十三、姚と包丁
「荷物が届いてますよ」
猫猫は宿舎の小母さんから荷を受け取る。仕事が遅くなって夕食を済ませたあとだ。わざわざ渡すために待っていてくれたのだろうか。
小母さんは、ちょっとにやにや笑っている。差出人を見ると、誰かと思いきや高順だ。
(絶対勘違いしているんだろうな)
高順の名前を使うが送り付ける相手は決まっている。壬氏しかいない。馬閃の名前を使うという手もあるが、ばれたら面倒くさそうなので高順にしているのだろう。
「一体、なんでしょうね?」
くすくすと笑う小母さんを横目に猫猫は部屋に戻る。文と共に渡されたのは布包み。かすかに香の匂いがする。
「相変わらず雅なことで」
そっと包みを開けると、陶製の器が入っている。中には香が入っていた。
猫猫は顔を近づけくんくんと嗅ぐ。
(白檀を元にいくつか混ぜ合わせている)
良いものだとわかるが、どうにも組み合わせが雑で安っぽく感じる。何事も最高級品を扱う壬氏が贈るものにしてはお粗末すぎた。
(いや、もしかして)
猫猫用にあえて質を落としたものを贈ったのだろうか。以前、散々香の匂いで相手の位がわかると言ったような気がする。

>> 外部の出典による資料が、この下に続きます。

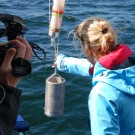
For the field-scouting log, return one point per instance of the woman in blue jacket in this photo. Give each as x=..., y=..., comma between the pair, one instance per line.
x=111, y=101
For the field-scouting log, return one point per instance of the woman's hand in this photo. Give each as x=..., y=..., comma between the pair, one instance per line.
x=24, y=50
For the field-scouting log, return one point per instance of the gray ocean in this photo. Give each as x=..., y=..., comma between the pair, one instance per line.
x=121, y=13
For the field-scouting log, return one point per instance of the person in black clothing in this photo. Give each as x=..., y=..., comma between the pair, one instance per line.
x=9, y=93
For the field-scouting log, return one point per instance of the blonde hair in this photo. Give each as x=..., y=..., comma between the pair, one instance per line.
x=97, y=34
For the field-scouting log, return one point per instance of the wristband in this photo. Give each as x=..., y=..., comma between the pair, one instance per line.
x=21, y=67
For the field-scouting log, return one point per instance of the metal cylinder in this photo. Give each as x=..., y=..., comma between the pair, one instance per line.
x=54, y=96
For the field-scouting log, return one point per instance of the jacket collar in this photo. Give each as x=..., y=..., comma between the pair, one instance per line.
x=118, y=56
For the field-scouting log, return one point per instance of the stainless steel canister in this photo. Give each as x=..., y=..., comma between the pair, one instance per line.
x=54, y=96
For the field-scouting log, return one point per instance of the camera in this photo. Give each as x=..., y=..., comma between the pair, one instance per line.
x=13, y=27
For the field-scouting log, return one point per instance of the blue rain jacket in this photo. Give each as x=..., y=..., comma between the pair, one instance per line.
x=112, y=108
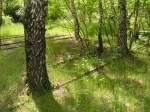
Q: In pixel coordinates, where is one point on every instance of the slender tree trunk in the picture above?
(1, 10)
(100, 40)
(75, 19)
(35, 46)
(122, 39)
(136, 28)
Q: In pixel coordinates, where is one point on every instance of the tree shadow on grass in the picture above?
(45, 102)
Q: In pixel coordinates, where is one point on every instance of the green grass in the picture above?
(123, 85)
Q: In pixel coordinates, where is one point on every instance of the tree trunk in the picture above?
(1, 8)
(35, 46)
(122, 39)
(100, 40)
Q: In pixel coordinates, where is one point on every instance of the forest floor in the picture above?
(122, 85)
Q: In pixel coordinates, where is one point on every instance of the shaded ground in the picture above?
(122, 86)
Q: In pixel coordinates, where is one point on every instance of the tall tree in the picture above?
(1, 8)
(35, 46)
(122, 39)
(100, 40)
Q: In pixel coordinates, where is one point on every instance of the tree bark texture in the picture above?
(122, 39)
(35, 46)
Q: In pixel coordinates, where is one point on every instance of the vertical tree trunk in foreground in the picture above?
(100, 40)
(35, 46)
(1, 8)
(122, 39)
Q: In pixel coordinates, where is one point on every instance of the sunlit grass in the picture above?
(123, 85)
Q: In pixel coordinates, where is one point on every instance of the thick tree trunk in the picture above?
(100, 40)
(35, 46)
(122, 39)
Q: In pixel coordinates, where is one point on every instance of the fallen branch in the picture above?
(88, 73)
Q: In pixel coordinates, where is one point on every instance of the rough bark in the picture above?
(122, 39)
(100, 40)
(1, 8)
(35, 46)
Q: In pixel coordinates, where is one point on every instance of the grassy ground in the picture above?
(123, 85)
(11, 29)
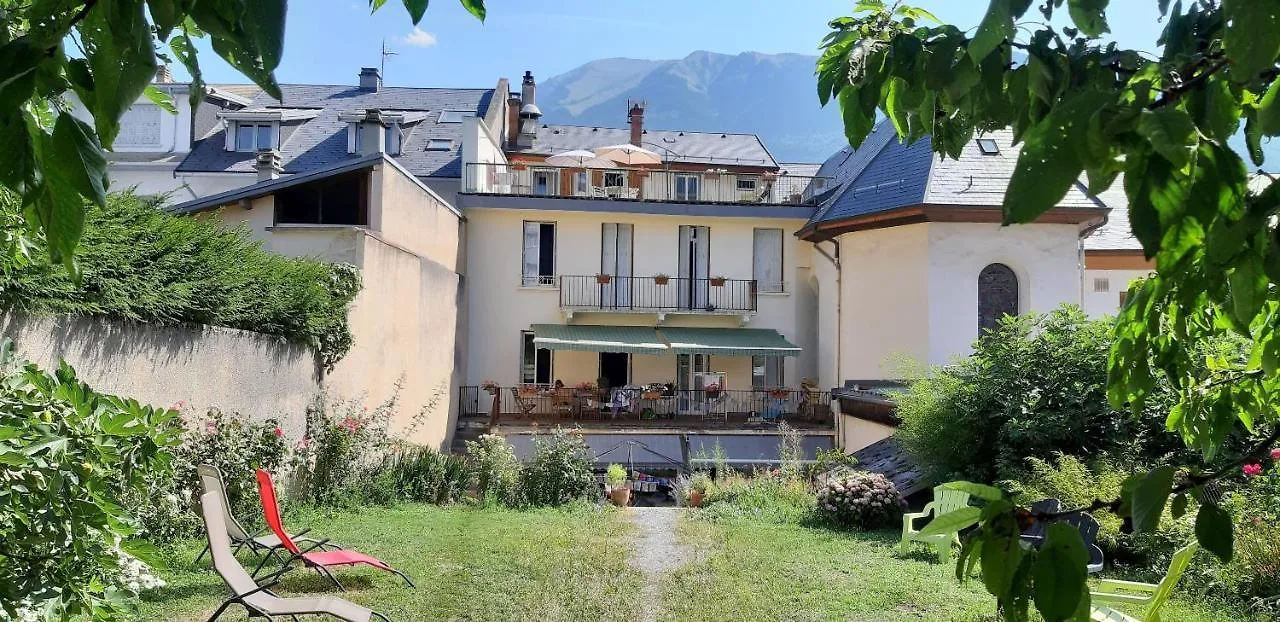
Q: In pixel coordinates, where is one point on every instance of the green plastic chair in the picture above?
(1132, 593)
(944, 501)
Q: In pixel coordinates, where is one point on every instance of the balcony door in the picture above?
(616, 261)
(695, 245)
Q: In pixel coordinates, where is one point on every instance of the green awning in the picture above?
(632, 339)
(728, 342)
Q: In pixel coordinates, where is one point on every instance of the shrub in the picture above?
(560, 471)
(67, 458)
(860, 499)
(142, 264)
(496, 469)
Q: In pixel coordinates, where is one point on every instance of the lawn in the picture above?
(752, 570)
(467, 563)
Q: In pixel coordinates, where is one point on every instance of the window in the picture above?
(254, 136)
(535, 364)
(767, 260)
(686, 187)
(767, 373)
(453, 115)
(539, 255)
(997, 296)
(338, 200)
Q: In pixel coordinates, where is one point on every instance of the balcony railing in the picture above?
(657, 293)
(671, 408)
(712, 186)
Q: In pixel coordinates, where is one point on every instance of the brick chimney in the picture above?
(370, 78)
(268, 164)
(635, 118)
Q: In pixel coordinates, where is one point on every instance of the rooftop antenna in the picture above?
(387, 51)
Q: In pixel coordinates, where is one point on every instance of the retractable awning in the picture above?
(728, 342)
(630, 339)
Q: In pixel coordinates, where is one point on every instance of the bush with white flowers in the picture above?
(859, 499)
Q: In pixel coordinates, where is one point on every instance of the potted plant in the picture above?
(698, 485)
(616, 479)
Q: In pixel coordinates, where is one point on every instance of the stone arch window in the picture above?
(997, 296)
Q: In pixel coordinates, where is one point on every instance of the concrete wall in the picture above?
(204, 366)
(499, 307)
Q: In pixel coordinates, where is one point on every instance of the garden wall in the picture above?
(204, 366)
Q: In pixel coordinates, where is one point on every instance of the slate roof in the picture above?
(885, 174)
(321, 141)
(676, 146)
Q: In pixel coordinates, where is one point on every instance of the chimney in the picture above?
(635, 118)
(373, 132)
(370, 79)
(268, 164)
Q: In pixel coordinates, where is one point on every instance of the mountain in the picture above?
(769, 95)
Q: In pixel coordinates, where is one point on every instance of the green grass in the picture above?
(469, 563)
(750, 570)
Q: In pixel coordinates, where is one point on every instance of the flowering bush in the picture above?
(860, 499)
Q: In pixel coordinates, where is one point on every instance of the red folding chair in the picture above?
(320, 561)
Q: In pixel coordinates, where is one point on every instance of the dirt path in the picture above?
(656, 552)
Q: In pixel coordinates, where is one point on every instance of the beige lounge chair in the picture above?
(257, 599)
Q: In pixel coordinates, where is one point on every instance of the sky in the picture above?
(328, 41)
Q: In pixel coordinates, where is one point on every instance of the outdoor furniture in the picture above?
(257, 599)
(211, 480)
(944, 501)
(318, 561)
(1132, 593)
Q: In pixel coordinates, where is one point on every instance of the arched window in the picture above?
(997, 296)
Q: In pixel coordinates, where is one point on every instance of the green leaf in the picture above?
(1060, 574)
(952, 521)
(1171, 133)
(1252, 36)
(979, 490)
(1150, 497)
(1089, 15)
(1214, 531)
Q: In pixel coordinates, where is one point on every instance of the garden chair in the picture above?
(259, 600)
(319, 561)
(211, 480)
(1152, 597)
(944, 501)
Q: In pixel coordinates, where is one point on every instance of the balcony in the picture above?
(657, 295)
(712, 186)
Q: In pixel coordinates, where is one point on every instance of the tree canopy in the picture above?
(1159, 123)
(106, 53)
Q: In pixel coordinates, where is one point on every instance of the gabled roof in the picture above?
(676, 146)
(886, 174)
(321, 141)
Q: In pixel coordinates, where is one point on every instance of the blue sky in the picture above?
(327, 41)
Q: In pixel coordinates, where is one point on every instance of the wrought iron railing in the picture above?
(712, 186)
(604, 292)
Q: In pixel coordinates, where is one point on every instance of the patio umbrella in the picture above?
(579, 159)
(629, 155)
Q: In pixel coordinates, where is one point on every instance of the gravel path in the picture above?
(656, 552)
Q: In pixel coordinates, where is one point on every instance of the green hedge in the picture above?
(141, 264)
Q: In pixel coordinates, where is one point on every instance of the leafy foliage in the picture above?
(51, 159)
(67, 456)
(1093, 110)
(141, 264)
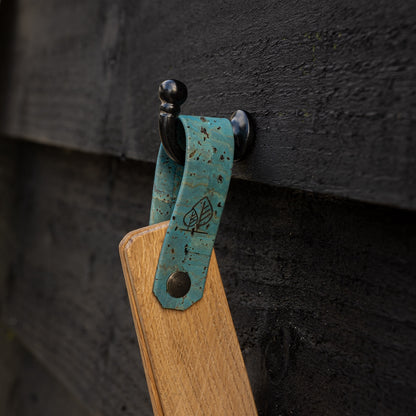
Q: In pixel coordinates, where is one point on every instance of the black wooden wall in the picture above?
(317, 245)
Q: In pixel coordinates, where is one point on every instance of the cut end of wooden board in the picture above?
(192, 359)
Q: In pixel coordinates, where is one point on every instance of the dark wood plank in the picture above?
(27, 388)
(321, 289)
(331, 84)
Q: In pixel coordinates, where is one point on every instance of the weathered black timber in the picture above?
(26, 388)
(321, 289)
(331, 84)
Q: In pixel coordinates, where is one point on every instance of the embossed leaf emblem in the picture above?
(199, 215)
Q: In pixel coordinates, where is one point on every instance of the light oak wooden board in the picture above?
(192, 358)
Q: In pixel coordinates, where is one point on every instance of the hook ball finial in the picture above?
(174, 94)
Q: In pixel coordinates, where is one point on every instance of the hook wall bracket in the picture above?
(173, 94)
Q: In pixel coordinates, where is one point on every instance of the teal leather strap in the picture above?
(193, 198)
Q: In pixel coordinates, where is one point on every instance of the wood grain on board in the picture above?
(330, 84)
(321, 290)
(191, 358)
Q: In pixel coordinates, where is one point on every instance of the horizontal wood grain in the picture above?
(330, 84)
(321, 290)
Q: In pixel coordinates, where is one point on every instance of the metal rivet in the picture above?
(178, 284)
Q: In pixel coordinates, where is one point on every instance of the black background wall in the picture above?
(317, 246)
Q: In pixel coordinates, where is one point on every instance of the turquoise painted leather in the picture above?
(193, 198)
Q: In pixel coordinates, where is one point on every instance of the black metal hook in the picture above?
(173, 94)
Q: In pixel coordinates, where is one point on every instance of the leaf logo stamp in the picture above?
(199, 215)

そう考えると、医官手伝いの官女としてはちょっと背伸びしたくらいの香だ。
なぜ壬氏が香なんて贈ってきたのか考える。心当たりがあった。
猫猫は、今度は自分の服の袖を嗅ぐ。かすかに血の匂いが残っていた。
(匂いはきっちり落としてきたと思ったんだけど)
最近は外回りと称して、家畜の解体を続けている。もちろん、解体した家畜の内臓は薬の材料にも使い、肉も処置する。
今日は、運よく猟師が熊を狩ったと聞きつけて、解体に参加させてもらった。すぐに血抜きして解体しないと臭みが残るため滅多に出くわせないと劉医官が大喜びだった。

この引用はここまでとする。